Gıdaların pişirme de dahil herhangi bir yolla işlenmesi besin öğelerinde bir miktar azalmaya yol açar. Bu kayıplar uygulanan sıcaklığa ve sürenin uzunluğuna bağlı olarak artar. Tahıllar, kuru baklagiller, çoğu et ve patates, kereviz, patlıcan gibi bazı sebzelerin yenebilir duruma gelmesi için pişirilmesi gerekir. Pişme sonucunda daha yumuşak hale gelen bu gıdaların çiğnenmesi ve sindirimi kolaylaşır.
Ayrıca, pişirme gıdalar içinde bulunabilecek sağlığa zararlı mikrop ve diğer maddelerin yok edilmesini sağlar.

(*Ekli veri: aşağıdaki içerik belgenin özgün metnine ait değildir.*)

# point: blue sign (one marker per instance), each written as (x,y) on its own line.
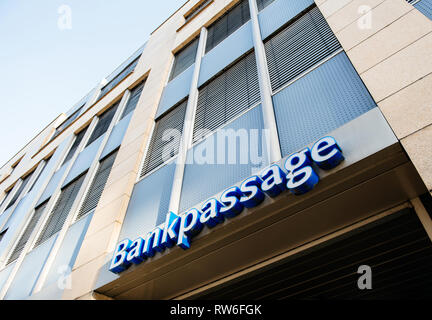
(298,178)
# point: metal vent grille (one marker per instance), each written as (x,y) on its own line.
(75,145)
(228,95)
(20,190)
(27,233)
(161,148)
(263,3)
(95,192)
(103,123)
(61,210)
(298,47)
(397,249)
(184,58)
(227,24)
(133,99)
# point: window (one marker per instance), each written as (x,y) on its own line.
(67,122)
(61,209)
(165,141)
(190,15)
(227,95)
(119,78)
(103,123)
(27,232)
(133,99)
(184,58)
(45,162)
(424,6)
(20,190)
(2,234)
(298,47)
(6,196)
(263,3)
(95,192)
(227,24)
(75,145)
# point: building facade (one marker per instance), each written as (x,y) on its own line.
(252,149)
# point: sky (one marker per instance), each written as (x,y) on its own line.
(52,53)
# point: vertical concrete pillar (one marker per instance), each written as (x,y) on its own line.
(265,87)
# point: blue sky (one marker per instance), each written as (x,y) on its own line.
(45,70)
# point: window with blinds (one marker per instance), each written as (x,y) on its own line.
(61,210)
(133,99)
(20,190)
(27,232)
(119,78)
(227,24)
(6,196)
(226,96)
(2,234)
(75,145)
(95,192)
(45,162)
(424,6)
(299,46)
(197,10)
(184,58)
(103,123)
(165,141)
(263,3)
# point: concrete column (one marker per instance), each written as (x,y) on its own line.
(265,87)
(186,140)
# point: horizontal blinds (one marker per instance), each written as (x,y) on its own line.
(20,190)
(227,24)
(184,58)
(27,233)
(75,145)
(5,197)
(263,3)
(95,192)
(103,123)
(425,7)
(299,47)
(133,99)
(227,95)
(165,141)
(61,210)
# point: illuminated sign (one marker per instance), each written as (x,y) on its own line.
(300,177)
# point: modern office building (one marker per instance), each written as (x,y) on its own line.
(253,149)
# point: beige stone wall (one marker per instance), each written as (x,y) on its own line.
(393,59)
(105,226)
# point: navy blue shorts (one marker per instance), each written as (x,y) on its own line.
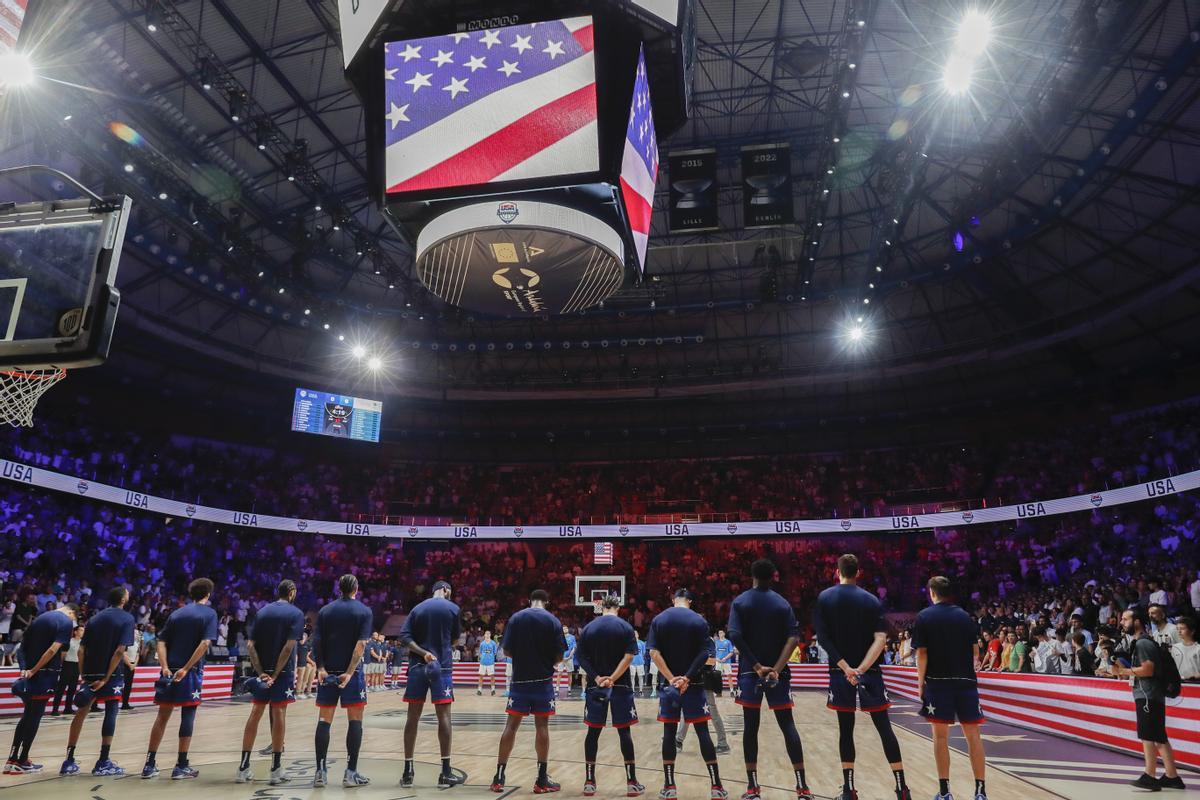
(353,695)
(41,685)
(750,692)
(869,696)
(183,693)
(439,689)
(281,692)
(952,701)
(532,698)
(598,705)
(693,705)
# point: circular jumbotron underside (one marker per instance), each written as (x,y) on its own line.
(517,258)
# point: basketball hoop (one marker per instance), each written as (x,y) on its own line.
(21,390)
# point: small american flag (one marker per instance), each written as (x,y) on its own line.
(640,163)
(491,106)
(12,13)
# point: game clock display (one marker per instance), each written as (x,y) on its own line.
(336,415)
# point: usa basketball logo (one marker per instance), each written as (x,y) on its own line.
(507,211)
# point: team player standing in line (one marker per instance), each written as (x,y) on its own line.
(430,631)
(273,645)
(339,639)
(102,650)
(851,627)
(765,631)
(183,643)
(606,649)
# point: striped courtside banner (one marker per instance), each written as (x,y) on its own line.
(217,686)
(1093,710)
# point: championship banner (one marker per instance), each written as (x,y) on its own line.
(767,186)
(36,476)
(693,191)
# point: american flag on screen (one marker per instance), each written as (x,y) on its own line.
(491,106)
(12,13)
(640,163)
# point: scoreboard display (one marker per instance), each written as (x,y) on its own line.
(336,415)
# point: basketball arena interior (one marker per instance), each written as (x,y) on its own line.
(397,394)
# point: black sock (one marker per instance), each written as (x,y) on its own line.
(322,744)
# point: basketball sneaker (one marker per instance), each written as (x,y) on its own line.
(353,779)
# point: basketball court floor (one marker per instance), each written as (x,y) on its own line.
(1021,764)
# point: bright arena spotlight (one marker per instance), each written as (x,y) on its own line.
(397,396)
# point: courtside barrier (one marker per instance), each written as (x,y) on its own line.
(217,686)
(21,473)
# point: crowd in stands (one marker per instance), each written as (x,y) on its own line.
(1026,581)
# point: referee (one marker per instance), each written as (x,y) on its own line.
(850,625)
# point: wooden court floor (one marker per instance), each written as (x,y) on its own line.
(478,722)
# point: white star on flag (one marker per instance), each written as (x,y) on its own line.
(456,86)
(397,114)
(419,79)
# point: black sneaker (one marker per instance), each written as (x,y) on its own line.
(1146,783)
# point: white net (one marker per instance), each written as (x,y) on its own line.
(21,390)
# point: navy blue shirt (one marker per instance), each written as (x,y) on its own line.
(681,636)
(106,631)
(184,631)
(46,629)
(340,626)
(534,639)
(435,626)
(276,624)
(761,621)
(948,635)
(603,643)
(846,620)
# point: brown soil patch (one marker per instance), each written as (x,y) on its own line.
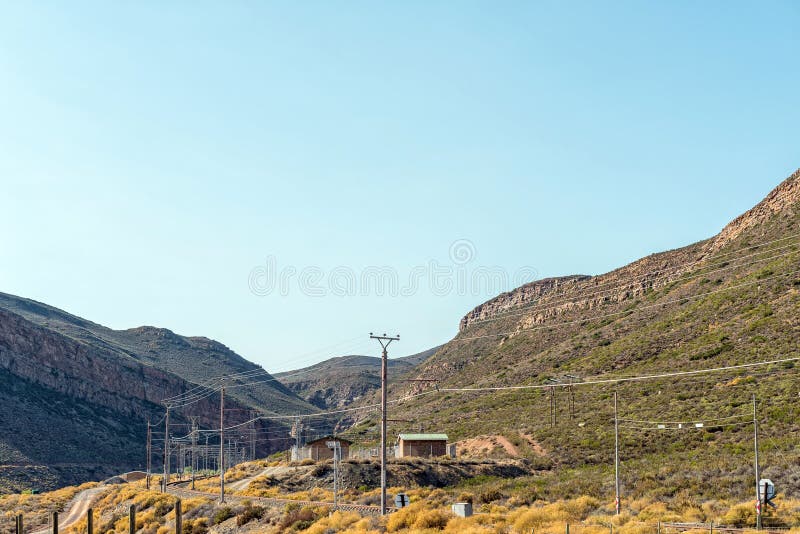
(482,446)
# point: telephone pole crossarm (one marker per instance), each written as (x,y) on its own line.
(385,341)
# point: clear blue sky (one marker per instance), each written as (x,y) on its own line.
(153,154)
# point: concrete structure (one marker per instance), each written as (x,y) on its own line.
(421,445)
(319,450)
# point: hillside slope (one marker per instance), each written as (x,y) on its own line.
(195,359)
(340,381)
(75,397)
(730,300)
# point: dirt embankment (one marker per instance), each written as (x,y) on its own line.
(416,472)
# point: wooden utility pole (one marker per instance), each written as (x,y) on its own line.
(252,435)
(149,453)
(222,445)
(194,448)
(166,450)
(617,502)
(759,502)
(385,341)
(178,517)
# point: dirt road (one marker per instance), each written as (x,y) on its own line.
(76,508)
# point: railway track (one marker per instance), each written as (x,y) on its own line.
(362,509)
(684,527)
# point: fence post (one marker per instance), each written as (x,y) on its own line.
(178,517)
(132,519)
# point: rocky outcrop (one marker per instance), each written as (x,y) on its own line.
(539,301)
(77,411)
(782,198)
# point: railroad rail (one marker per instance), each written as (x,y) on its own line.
(362,509)
(710,527)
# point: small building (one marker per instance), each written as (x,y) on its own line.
(319,450)
(421,445)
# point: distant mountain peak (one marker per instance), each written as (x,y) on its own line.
(784,197)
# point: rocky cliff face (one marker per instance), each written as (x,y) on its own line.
(73,410)
(554,296)
(783,198)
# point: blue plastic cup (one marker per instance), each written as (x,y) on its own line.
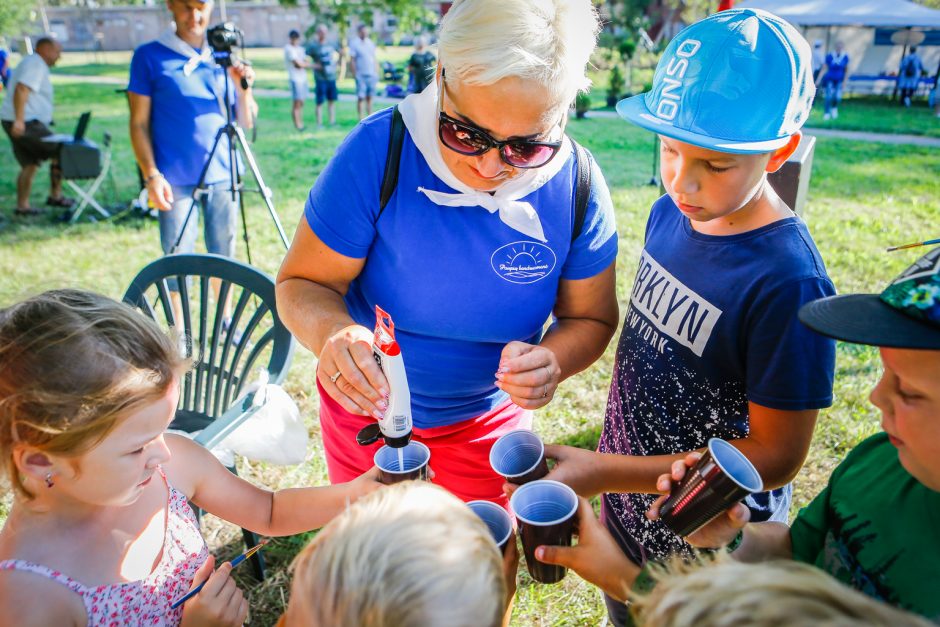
(546,511)
(722,477)
(415,457)
(519,456)
(497,521)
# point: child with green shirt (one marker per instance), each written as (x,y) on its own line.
(874,526)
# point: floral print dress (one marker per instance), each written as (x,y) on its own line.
(146,601)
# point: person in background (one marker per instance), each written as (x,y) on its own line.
(325,59)
(836,67)
(909,75)
(26,115)
(4,68)
(175,91)
(819,59)
(297,66)
(420,66)
(365,68)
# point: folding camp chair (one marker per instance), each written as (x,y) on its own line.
(227,342)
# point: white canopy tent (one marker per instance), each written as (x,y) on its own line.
(883,13)
(854,22)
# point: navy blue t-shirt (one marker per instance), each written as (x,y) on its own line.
(185,113)
(457,281)
(712,324)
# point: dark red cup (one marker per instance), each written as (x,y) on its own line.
(546,512)
(722,477)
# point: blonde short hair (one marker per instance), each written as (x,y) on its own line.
(408,555)
(728,593)
(546,41)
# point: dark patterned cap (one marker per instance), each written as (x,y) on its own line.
(905,315)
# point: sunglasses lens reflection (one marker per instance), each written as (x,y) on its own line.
(526,155)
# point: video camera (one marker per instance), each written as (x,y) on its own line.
(222,38)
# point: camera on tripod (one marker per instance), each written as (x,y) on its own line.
(222,38)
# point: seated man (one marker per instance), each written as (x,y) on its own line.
(26,115)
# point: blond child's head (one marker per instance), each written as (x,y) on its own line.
(408,555)
(728,593)
(73,364)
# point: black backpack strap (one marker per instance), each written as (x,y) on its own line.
(583,190)
(396,137)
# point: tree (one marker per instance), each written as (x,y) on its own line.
(15,16)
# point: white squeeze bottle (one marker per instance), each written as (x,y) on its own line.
(395,427)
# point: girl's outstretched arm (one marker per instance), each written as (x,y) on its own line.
(209,485)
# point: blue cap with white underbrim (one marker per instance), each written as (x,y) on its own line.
(739,81)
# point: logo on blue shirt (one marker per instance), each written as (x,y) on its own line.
(523,262)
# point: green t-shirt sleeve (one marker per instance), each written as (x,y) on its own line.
(808,531)
(813,522)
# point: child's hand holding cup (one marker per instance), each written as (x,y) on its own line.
(702,487)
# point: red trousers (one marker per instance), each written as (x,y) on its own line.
(460,453)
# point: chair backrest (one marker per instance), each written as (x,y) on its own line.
(226,312)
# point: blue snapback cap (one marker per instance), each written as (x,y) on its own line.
(739,81)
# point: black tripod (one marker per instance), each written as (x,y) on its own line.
(233,132)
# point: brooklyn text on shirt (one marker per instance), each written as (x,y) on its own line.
(523,262)
(663,308)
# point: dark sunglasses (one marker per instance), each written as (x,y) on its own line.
(470,140)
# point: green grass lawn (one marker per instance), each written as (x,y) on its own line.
(863,197)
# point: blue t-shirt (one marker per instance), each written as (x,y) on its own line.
(185,113)
(836,66)
(712,324)
(458,283)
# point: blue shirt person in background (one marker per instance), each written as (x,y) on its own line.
(909,77)
(711,345)
(834,72)
(4,67)
(176,92)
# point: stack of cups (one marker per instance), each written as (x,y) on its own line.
(722,477)
(519,456)
(497,521)
(545,511)
(414,463)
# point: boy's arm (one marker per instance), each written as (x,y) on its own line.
(777,446)
(209,485)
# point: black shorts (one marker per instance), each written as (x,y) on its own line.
(28,148)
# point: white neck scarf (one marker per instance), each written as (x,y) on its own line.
(171,40)
(420,114)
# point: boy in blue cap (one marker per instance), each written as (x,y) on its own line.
(711,345)
(874,526)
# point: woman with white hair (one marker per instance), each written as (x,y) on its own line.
(481,240)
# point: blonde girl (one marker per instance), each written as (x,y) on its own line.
(101,531)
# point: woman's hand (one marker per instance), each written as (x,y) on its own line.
(349,374)
(529,374)
(720,531)
(220,603)
(596,558)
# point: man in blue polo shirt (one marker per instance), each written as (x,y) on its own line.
(176,93)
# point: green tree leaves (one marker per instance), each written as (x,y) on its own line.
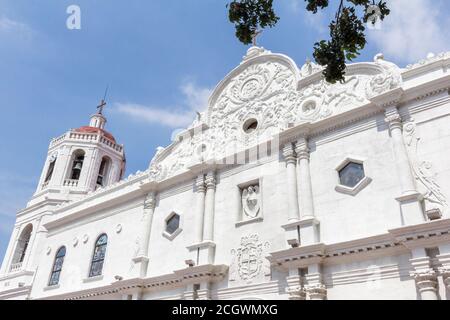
(347,30)
(250,15)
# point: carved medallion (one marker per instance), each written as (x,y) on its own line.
(248,260)
(251,201)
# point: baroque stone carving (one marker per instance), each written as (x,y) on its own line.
(389,79)
(423,171)
(248,261)
(266,90)
(251,202)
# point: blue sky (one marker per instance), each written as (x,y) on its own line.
(161,59)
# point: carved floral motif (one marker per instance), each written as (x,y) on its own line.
(249,260)
(423,171)
(266,90)
(251,202)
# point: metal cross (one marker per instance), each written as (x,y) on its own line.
(101,106)
(103,102)
(255,37)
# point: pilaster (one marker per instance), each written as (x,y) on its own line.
(294,285)
(291,182)
(424,276)
(142,260)
(315,289)
(410,199)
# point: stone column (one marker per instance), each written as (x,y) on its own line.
(294,288)
(203,250)
(425,277)
(291,182)
(309,225)
(305,194)
(315,289)
(208,231)
(10,251)
(444,260)
(200,208)
(427,285)
(410,198)
(146,227)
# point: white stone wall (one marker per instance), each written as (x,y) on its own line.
(350,260)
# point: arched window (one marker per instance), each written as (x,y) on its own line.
(50,170)
(21,247)
(99,256)
(57,266)
(103,171)
(77,165)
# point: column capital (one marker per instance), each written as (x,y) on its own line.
(200,184)
(393,118)
(296,293)
(316,291)
(210,180)
(289,153)
(150,201)
(425,280)
(445,273)
(302,150)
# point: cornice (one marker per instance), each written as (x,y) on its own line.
(395,242)
(376,106)
(179,278)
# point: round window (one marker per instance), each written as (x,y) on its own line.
(250,125)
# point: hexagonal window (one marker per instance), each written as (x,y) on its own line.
(172,226)
(351,174)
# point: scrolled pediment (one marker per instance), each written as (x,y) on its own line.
(265,95)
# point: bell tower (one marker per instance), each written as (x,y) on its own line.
(80,161)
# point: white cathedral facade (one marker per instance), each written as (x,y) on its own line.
(286,187)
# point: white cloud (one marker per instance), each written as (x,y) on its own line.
(15,191)
(12,27)
(412,30)
(195,99)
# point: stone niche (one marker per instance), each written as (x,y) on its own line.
(250,203)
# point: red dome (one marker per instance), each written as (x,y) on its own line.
(88,129)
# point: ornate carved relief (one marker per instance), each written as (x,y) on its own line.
(389,78)
(265,89)
(251,202)
(423,171)
(248,261)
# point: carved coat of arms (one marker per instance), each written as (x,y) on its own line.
(251,203)
(249,261)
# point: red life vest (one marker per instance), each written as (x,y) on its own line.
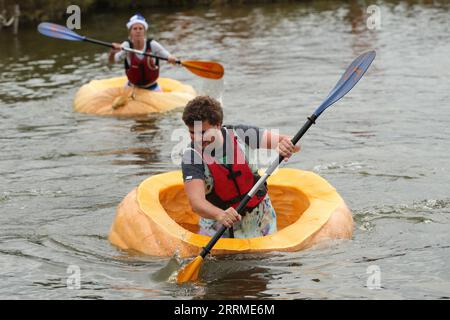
(142,72)
(233,181)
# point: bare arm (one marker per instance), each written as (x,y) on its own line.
(195,190)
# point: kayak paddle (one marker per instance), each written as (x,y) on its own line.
(205,69)
(351,76)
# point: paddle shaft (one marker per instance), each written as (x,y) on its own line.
(108,44)
(311,120)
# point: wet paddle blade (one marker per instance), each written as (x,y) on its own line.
(190,272)
(57,31)
(352,75)
(205,69)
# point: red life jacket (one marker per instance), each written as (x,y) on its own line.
(142,72)
(233,181)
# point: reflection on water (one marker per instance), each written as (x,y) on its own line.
(384,147)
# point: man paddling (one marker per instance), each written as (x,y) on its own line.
(218,171)
(142,71)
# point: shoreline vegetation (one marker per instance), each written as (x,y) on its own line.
(35,11)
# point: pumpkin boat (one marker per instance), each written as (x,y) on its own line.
(111,97)
(156,219)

Örneğin, çiğ yumurta salmonella bakterisinin, çiğ et çeşitli parazit ve bakterilerin, pastörize edilmemiş çiğ süt birçok hastalık mikrobunun vücuda girmesine neden olur.
Buna karşılık çiğ olarak yenebilen sebze ve meyvelerden besin öğelerini ve kanser, kalp gibi çeşitli hastalıklardan koruyucu maddeleri daha fazla alırız. Ayrıca, bu gıdaları çiğnerken artan tükürük, dişler arasında kalan artıkları temizlediği için diş çürümeleri azalabilir.
Ancak, likopen gibi bazı antioksidan maddeler pişmiş ve işlem görmüş domates ürünlerinde (salça, sos ve ketçap) çiğ domatese göre daha çoktur. Bu nedenle gıdayı çiğ veya pişmiş yemeye karar verirken olumlu ve olumsuz yönlerini bir teraziye koyup hangi kefe ağır basıyorsa ona göre davranmak gerekir. Örneğin, sütün pastorizasyonu ya da etin pişirilmesiyle oluşan besin kayıpları yanında mikropların ölmesi her zaman ağır basmalıdır.
Genelde gıdalardaki besin kayıplarını en aza indirmek için sıcaklığı düşük tutmak, kısa sürede ve az su içinde pişirmeye dikkat etmek en iyi yoldur.